March 31, 2018
Man has been dreaming for a long time to own a car that can also fly. In fact, the founder of car manufacture, Henry Ford, was once heard as saying that a combined car / aeroplane will come on the scene one day.1It has not been for the lack of trying, over the last decades it seems that flying cars might start to materialize sooner than you think.
Aeromobil, a company located in Slovakia, was planning to introduce a flying car in 2017.2 This is 55 years after the flying car cartoon series The Jetsons begun in 1962. The four-wheeled powered car can be changed into an aircraft. It is quite easy – you drive the car to the runway, unfold the wings and take off into the air. Aeromobil’s vision is to provide a mode of transport that is super-efficient. The latest news is that the car/aircraft requires about 200 metres (two rugby fields) to take off and only 50 metres to land.
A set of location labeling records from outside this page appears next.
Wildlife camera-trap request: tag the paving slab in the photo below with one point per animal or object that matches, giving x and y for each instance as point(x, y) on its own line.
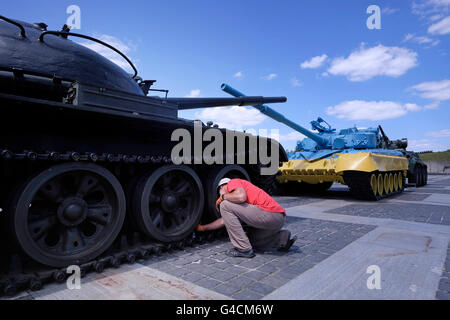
point(406, 236)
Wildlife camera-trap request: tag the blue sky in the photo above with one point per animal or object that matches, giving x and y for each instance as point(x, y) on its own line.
point(320, 54)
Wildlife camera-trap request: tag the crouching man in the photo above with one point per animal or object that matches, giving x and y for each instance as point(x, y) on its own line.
point(242, 202)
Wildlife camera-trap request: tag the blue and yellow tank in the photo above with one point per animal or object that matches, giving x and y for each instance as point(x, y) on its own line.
point(352, 156)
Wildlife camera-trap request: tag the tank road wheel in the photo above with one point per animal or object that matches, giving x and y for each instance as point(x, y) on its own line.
point(68, 214)
point(213, 177)
point(374, 184)
point(400, 182)
point(168, 203)
point(391, 183)
point(380, 182)
point(395, 176)
point(387, 189)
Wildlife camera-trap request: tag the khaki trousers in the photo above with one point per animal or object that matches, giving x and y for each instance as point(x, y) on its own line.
point(265, 227)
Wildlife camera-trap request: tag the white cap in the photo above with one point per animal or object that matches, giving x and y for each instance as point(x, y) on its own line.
point(222, 182)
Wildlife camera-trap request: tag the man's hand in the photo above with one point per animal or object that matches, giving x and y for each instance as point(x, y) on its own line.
point(219, 201)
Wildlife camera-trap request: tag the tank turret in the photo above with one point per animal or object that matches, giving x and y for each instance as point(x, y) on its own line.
point(88, 158)
point(359, 158)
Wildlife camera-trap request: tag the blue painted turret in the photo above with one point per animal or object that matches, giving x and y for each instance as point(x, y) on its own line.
point(327, 141)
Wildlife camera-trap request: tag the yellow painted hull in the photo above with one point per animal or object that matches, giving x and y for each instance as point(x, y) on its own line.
point(332, 170)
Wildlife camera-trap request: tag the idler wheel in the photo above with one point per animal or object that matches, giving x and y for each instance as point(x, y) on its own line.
point(168, 203)
point(68, 214)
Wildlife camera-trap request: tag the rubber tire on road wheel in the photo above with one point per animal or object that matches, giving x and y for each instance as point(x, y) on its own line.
point(19, 211)
point(140, 206)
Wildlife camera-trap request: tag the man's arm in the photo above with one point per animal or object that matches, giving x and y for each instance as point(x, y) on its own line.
point(238, 195)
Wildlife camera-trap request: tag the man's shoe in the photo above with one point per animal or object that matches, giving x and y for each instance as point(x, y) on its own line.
point(288, 245)
point(236, 253)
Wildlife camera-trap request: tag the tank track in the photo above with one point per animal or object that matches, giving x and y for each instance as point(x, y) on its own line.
point(359, 184)
point(20, 273)
point(25, 275)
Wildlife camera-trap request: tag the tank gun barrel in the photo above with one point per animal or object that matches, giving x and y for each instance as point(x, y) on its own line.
point(278, 116)
point(195, 103)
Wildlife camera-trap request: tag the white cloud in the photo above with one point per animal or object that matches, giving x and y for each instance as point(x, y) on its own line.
point(442, 27)
point(270, 76)
point(108, 53)
point(425, 145)
point(371, 110)
point(314, 62)
point(296, 83)
point(434, 90)
point(194, 93)
point(291, 136)
point(388, 11)
point(410, 37)
point(429, 9)
point(444, 133)
point(364, 64)
point(234, 117)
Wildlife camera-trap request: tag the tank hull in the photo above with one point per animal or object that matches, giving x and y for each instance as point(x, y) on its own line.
point(356, 169)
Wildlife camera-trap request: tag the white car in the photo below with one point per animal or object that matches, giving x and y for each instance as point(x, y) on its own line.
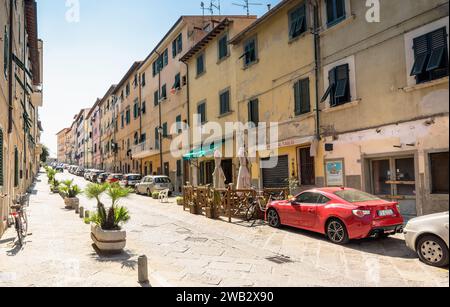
point(428, 236)
point(150, 184)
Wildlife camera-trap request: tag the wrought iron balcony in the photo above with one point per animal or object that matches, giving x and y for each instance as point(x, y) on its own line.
point(144, 150)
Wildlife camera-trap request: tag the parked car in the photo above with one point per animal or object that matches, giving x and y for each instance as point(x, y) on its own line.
point(341, 214)
point(102, 178)
point(79, 172)
point(114, 178)
point(130, 180)
point(87, 173)
point(150, 184)
point(94, 175)
point(428, 237)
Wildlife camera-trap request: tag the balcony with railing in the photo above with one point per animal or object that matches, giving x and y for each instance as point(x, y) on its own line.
point(144, 150)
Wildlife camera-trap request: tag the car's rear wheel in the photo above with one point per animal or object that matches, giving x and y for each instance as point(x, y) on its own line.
point(337, 232)
point(273, 218)
point(433, 251)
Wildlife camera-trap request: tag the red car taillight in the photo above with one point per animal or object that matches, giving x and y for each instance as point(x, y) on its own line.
point(361, 213)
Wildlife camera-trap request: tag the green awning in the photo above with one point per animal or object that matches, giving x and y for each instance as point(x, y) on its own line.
point(202, 152)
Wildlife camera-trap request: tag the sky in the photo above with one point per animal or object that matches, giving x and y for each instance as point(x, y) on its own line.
point(85, 53)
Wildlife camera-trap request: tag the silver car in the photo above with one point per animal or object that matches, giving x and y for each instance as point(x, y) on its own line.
point(428, 237)
point(151, 184)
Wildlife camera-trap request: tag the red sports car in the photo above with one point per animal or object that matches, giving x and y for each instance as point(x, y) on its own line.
point(341, 214)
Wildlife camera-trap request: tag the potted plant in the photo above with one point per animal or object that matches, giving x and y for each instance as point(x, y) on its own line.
point(106, 224)
point(51, 174)
point(180, 201)
point(155, 195)
point(70, 192)
point(54, 186)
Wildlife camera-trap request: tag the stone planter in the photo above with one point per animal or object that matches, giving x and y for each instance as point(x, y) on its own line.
point(109, 241)
point(72, 203)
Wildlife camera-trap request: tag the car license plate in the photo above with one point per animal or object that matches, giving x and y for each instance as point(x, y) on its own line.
point(389, 212)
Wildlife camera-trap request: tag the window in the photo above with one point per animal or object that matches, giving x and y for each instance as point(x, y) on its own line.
point(200, 64)
point(339, 88)
point(224, 98)
point(201, 111)
point(16, 167)
point(136, 109)
point(297, 21)
point(156, 138)
point(128, 116)
point(179, 168)
point(430, 56)
point(6, 52)
point(253, 111)
point(164, 92)
point(177, 84)
point(301, 95)
point(156, 98)
point(136, 138)
point(179, 124)
point(165, 58)
point(177, 45)
point(335, 11)
point(308, 198)
point(250, 52)
point(1, 158)
point(127, 90)
point(223, 47)
point(439, 173)
point(165, 131)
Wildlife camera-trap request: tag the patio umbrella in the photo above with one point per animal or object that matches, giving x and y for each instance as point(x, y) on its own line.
point(244, 180)
point(218, 175)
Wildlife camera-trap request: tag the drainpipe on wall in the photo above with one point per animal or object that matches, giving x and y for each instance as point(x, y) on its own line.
point(317, 65)
point(161, 165)
point(10, 63)
point(188, 103)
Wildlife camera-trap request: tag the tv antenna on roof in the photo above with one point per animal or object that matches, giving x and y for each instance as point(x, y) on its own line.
point(214, 4)
point(246, 5)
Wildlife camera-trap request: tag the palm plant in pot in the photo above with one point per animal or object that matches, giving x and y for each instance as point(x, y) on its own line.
point(106, 224)
point(70, 192)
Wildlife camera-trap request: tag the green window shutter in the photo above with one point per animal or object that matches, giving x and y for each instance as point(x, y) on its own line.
point(174, 49)
point(1, 158)
point(16, 167)
point(302, 97)
point(156, 138)
point(156, 98)
point(6, 51)
point(223, 47)
point(225, 102)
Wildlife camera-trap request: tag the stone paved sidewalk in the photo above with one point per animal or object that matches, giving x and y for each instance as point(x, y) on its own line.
point(188, 250)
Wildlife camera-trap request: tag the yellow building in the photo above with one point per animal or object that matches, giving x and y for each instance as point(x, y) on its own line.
point(62, 144)
point(275, 80)
point(384, 115)
point(20, 99)
point(126, 120)
point(212, 95)
point(107, 130)
point(164, 97)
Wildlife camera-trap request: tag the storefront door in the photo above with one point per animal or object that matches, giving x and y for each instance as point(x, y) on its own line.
point(394, 179)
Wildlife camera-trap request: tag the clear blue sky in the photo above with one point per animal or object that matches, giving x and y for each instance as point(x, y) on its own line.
point(82, 59)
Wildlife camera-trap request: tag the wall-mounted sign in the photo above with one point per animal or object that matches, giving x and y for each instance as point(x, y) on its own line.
point(335, 173)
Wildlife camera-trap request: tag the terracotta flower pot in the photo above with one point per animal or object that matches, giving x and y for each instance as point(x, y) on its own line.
point(72, 203)
point(110, 241)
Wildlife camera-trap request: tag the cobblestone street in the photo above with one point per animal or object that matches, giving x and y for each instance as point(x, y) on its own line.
point(188, 250)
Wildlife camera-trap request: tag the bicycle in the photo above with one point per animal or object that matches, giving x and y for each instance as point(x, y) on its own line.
point(257, 204)
point(19, 216)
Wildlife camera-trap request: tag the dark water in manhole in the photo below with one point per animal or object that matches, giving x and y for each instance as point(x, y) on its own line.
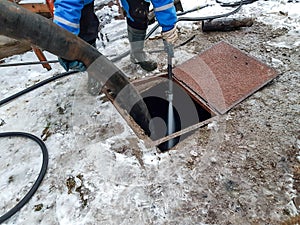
point(187, 112)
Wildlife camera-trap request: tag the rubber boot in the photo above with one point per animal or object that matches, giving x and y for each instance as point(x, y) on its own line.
point(137, 55)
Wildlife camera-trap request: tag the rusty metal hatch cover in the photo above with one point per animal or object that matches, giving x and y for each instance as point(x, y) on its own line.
point(223, 76)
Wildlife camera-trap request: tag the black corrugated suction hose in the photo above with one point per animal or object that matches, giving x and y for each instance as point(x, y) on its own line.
point(38, 181)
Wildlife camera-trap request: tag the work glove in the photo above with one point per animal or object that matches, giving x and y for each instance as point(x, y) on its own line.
point(169, 48)
point(72, 65)
point(170, 36)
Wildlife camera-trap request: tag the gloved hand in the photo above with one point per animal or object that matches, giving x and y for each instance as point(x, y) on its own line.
point(72, 65)
point(169, 48)
point(170, 36)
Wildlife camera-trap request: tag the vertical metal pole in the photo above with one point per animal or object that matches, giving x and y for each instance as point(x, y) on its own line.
point(171, 122)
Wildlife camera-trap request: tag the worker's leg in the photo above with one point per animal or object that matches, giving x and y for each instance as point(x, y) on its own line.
point(137, 23)
point(89, 24)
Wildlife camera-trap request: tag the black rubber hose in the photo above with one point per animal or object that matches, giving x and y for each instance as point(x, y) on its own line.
point(28, 63)
point(42, 173)
point(35, 86)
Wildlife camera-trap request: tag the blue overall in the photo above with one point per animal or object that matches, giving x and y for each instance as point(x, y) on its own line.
point(137, 11)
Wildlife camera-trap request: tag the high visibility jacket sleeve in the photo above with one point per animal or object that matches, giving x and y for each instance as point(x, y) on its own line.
point(67, 14)
point(165, 13)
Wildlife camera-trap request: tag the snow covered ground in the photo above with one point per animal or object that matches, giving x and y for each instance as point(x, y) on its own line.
point(100, 172)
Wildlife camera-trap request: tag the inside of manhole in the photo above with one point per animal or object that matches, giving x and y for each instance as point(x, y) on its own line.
point(187, 110)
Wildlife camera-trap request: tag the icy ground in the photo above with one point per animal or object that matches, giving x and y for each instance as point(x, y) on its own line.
point(244, 168)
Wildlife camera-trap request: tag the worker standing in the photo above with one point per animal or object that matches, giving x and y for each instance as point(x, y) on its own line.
point(137, 24)
point(78, 17)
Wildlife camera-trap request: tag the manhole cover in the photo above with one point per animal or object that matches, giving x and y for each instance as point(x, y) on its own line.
point(224, 76)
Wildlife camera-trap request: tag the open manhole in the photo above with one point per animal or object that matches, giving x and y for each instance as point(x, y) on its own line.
point(209, 84)
point(187, 110)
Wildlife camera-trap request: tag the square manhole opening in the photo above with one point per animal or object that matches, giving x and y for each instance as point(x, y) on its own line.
point(188, 111)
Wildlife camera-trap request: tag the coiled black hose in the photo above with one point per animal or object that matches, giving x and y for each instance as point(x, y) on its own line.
point(42, 173)
point(38, 181)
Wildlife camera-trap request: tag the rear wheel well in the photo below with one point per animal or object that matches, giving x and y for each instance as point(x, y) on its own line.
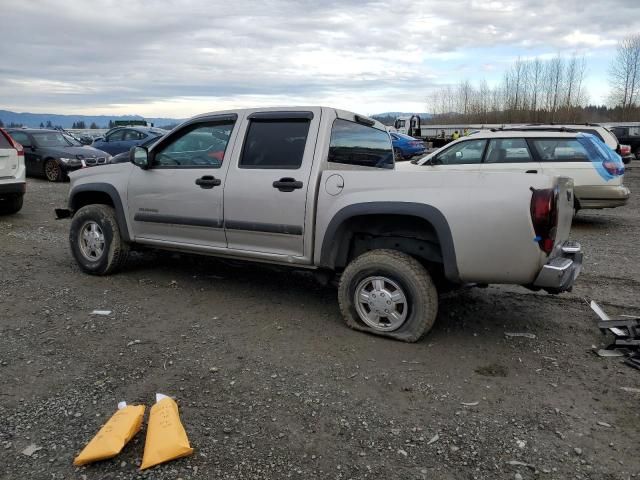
point(412, 235)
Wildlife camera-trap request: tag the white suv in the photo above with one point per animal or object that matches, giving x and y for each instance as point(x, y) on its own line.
point(12, 174)
point(597, 171)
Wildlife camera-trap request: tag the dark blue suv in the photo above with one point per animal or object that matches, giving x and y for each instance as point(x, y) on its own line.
point(121, 139)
The first commercial flying model is likely to be a two-seater having an approximate 650-km range, travelling at speeds close to 200 km/hour.
In April 2017, a new flying car called Aeromobil was displayed by the company Aeromobil at the Top Marques Monaco supercar event.3 The flying car has a price tag of between USD1.2 million and USD1.6 million, and is said to be ready for sale in 2020. The obvious challenge to Aeromobil is to cut costs drastically when production starts in order to make it more in reach to the many interested enthusiasts.A recent survey conducted in the USA showed that a considerable number of people would love to use a flying car, but also felt it should be equipped with parachutes.The design and manufacture of the Aeromobil is the culmination of years of hard work by the best brains in motorsport and aerospace.
Some of the specifications of the Aeromobil include the following: 3• It takes less than 3 minutes to change the car into the flying mode • It has one propeller at the rear • It has an estimated road range of 700 km • The flying range is about 750 km • The top car speed is 160 km/hour • The air speed is about 360 km/hour • It can carry a load of 240 kg.
While Aeromobil launched its car at the Monaco event in April 2017, a German company called Lilium displayed its flying car prototype.1Lilium’s vision includes the manufacture of an autonomous or pilotless flying car for use as a taxi service. Even though motorists would not need to be trained as pilots, they would still have to deal with the psychology of sitting in a pilotless airplane. In a recent US survey,1 only 1 in 10 people were happy being a passenger in a driverless car. The difference between Lilium’s prototype and the Aeromobil is noteworthy – with its wings that fold out, the Aeromobil needs a normal runway to take off and land. This means the Aeromobil always has to make use of an airport. This is not the case with Lilium’s prototype, which has a vertical take-off and landing (VTOL) capability, similar to that of a helicopter. This makes it extremely useful, as it can basically land anywhere.
The prototype is an all-electric flying car. A total of 36 movable jet engines are fixed on long wings. Upon take-off, the engines point downwards providing vertical lift, and then point backwards to provide forward thrust. A most efficient battery provides the airplane with a 300-km range, and a top cruising speed of 300 km/hour.4Although developments with various types of flying cars are most exciting, the industry is still in its embryonic stage. Time will tell how it all pans out.
What still needs to be addressed is how such flying cars will fit into the current transport infrastructures and international aviation regulations. Regulations governing the use of flying cars in the US and other countries still need to be designed and promulgated before the whole project can actually take off commercially. It would be quite a challenge – it is difficult enough to control those driving their cars just on the ground, never mind in the air. In addition, drivers of flying cars such as the Aeromobil would also have to be licensed pilots.1,3 In fact, the cost of the flying car and that of a pilot’s licence means that mass production of such cars is still far off.